Eight Great Movies Inspired by Favorite Southern Books

The next time you’re looking for a great movie to watch, consider one of your favorite southern-themed books for inspiration. What’s more entertaining than watching movies based on the characters we already know and love? Here are some you might want to watch for the first time or watch for the 10th time!

Cold Mountain (2003)

Based on the National Book award-winning novel by Charles Frazier, this movie is set in North Carolina during the Civil War. It stars Jude Law, Nicole Kidman, and Renee Zellweger. A wounded Confederate soldier deserts his unit and travels a long way to get back to a woman he barely knows, but with whom he shared a brief but significant bond. Back at home, his beloved struggles to keep her home and herself together with the help of some good friends.

The Color Purple (1985)

Alice Walker’s 1982 book won the Pulitzer Prize for Fiction and the National Book Award. Soon after, it was adapted into a film starring Whoopi Goldberg, Oprah Winfrey, and Danny Glover, and directed by Steven Spielberg.  Celie, an African American woman living in the South in the early 1900s survives horrific abuse and prejudices of the time. She is married off to the worst kind of man, “Mister” and is left to find companionship where she can. She has a sister she truly loves and through sheer will and determination she continues to persevere and finds a way to live in the world on her terms.

Fried Green Tomatoes (1991)

Based on the book Fried Green Tomatoes at the Whistle Stop Cafe by Fannie Flagg, this film, which is set in Alabama in the 1920s stars Kathy Bates, Jessica Tandy, Mary Stuart Masterson, Cicely Tyson, and Mary-Louise Parker. A frustrated housewife visiting a nursing home, meets a fascinating old woman who shares captivating tales from her past.  As the old woman continues to tell her stories, the two become good friends and the housewife gains the courage to change her own life for the better.

The Secret Life of Bees (2008)

The Secret Life of Bees brings to life Sue Monk Kidd’s popular novel. It’s set in South Carolina in the 1960s and stars Queen Latifah, Paul Bettany, Jennifer Hudson, and Dakota Fanning. Preoccupied by memories of her dead mother and abused by her father, 14-year-old Lily runs away with her friend and caregiver to the South Carolina town that may hold the key to her mother’s past. While there, Lily meets three sisters who take her under their wing and teach her about beekeeping, honey, and the Black Madonna.

My Dog Skip (2000)

Based on the memoir by Willie Morris, and starring Frankie Muniz, Diane Lane, Luke Wilson and Kevin Bacon, this movie follows a shy boy growing up in 1940s Mississippi.  He starts to open up to the world with the help of a mischievous family dog named, Skip. My Dog Skip is a feel-good movie about a boy and his dog in a small, sleepy Southern town that teaches us about family, friendship, love, devotion, trust, and bravery.

The Help (2009)

The Help is based on a historical fiction novel by American author Kathryn Stockett.  The movie stars Emma Stone, Viola Davis, and Octavia Spencer in a tale of the relationships between white Southerners and their African American maids. Unforgettable characters lead the viewer on a journey through their experiences with the best and worst of Mississippi (and the South in general) in the 1960s.

The Prince of Tides (1991)

Based on the book of the same name by Pat Conroy, this drama starring Barbara Streisand and Nick Nolte is set in New York and South Carolina. A New York psychiatrist whose patient is an emotionally troubled woman asks to discuss her South Carolina family’s troubled past with the woman’s twin brother. The brother and the psychiatrist become close allies as he tells the story of the twins’ fraught South Carolina upbringing.

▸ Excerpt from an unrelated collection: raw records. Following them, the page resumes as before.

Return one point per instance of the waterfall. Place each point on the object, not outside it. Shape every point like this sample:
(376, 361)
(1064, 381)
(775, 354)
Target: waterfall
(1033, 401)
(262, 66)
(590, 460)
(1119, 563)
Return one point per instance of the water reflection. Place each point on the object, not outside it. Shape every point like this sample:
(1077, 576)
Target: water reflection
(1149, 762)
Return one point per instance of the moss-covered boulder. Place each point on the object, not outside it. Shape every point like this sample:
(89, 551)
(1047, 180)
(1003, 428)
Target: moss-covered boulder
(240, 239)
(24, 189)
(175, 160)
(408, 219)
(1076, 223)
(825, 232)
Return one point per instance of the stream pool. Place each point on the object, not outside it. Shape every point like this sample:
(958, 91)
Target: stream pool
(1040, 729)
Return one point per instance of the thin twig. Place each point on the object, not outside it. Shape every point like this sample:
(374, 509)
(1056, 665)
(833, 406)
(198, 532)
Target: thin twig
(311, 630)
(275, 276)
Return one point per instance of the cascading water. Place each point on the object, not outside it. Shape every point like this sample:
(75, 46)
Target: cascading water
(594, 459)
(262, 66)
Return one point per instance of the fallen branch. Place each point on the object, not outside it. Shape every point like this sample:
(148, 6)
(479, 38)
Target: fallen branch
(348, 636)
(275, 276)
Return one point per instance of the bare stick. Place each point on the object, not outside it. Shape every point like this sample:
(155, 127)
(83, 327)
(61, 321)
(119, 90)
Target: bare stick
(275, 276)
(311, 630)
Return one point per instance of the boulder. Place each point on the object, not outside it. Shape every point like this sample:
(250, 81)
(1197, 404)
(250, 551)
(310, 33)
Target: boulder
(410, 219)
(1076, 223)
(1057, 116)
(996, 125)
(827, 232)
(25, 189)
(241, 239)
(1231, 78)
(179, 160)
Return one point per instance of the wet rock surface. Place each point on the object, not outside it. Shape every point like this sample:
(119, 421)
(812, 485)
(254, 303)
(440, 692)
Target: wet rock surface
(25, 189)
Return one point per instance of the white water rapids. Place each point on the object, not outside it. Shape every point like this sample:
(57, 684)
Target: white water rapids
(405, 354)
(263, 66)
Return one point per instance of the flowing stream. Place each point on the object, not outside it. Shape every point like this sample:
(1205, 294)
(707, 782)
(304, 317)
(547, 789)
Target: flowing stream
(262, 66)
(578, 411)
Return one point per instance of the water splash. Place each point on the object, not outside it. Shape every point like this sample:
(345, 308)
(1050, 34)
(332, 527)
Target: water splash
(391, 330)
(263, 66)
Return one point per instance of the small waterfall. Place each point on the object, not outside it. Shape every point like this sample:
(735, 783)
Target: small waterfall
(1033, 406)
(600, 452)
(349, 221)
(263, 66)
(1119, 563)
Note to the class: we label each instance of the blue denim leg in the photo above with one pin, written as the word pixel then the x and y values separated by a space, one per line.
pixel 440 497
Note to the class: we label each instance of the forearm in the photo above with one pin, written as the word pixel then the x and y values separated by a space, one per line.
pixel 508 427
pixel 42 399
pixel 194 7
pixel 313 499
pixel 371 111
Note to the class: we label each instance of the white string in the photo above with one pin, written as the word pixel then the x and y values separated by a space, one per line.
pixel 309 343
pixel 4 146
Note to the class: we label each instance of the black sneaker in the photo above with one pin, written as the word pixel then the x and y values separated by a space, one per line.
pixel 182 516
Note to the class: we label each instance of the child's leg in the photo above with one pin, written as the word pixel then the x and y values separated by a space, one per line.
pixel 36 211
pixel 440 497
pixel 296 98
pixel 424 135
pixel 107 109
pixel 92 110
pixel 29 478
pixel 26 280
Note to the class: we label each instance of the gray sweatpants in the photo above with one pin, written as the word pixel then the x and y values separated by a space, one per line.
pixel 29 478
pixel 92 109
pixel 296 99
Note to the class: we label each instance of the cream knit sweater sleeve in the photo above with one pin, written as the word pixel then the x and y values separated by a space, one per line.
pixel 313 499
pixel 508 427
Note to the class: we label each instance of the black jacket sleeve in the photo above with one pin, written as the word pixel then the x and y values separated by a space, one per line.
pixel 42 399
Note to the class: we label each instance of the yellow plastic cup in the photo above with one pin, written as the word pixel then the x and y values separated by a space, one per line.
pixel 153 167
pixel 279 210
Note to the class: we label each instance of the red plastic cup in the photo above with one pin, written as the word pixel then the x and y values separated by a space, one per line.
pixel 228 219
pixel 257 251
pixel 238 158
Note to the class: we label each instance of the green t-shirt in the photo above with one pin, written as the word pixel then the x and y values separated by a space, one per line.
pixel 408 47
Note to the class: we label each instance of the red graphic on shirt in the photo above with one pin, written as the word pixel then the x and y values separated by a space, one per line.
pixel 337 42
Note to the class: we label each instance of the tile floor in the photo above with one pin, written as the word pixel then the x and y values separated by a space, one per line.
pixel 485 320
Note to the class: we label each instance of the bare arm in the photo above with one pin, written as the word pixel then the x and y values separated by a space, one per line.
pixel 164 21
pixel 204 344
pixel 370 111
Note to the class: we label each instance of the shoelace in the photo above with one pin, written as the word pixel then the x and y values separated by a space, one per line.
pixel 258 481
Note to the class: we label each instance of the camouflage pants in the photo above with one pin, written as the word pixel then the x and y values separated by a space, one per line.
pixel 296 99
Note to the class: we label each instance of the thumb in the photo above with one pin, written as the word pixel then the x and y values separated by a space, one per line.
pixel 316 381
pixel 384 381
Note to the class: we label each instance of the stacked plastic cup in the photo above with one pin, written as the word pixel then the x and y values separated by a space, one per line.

To Kill a Mockingbird (1962)

Harper Lee’s 1960 novel won the Pulitzer Prize and was adapted into a popular movie starring Gregory Peck, Mary Badham, Estelle Evans, and Robert Duvall.  In small-town Alabama, Scout Finch and her older brother Jem spend much of their time with their friend Dill, spying on their mysterious neighbor, Boo Radley. When their widowed father, a respected lawyer, defends a black man against fabricated rape charges, the trial and related events subject the children to the evils of racism and stereotyping.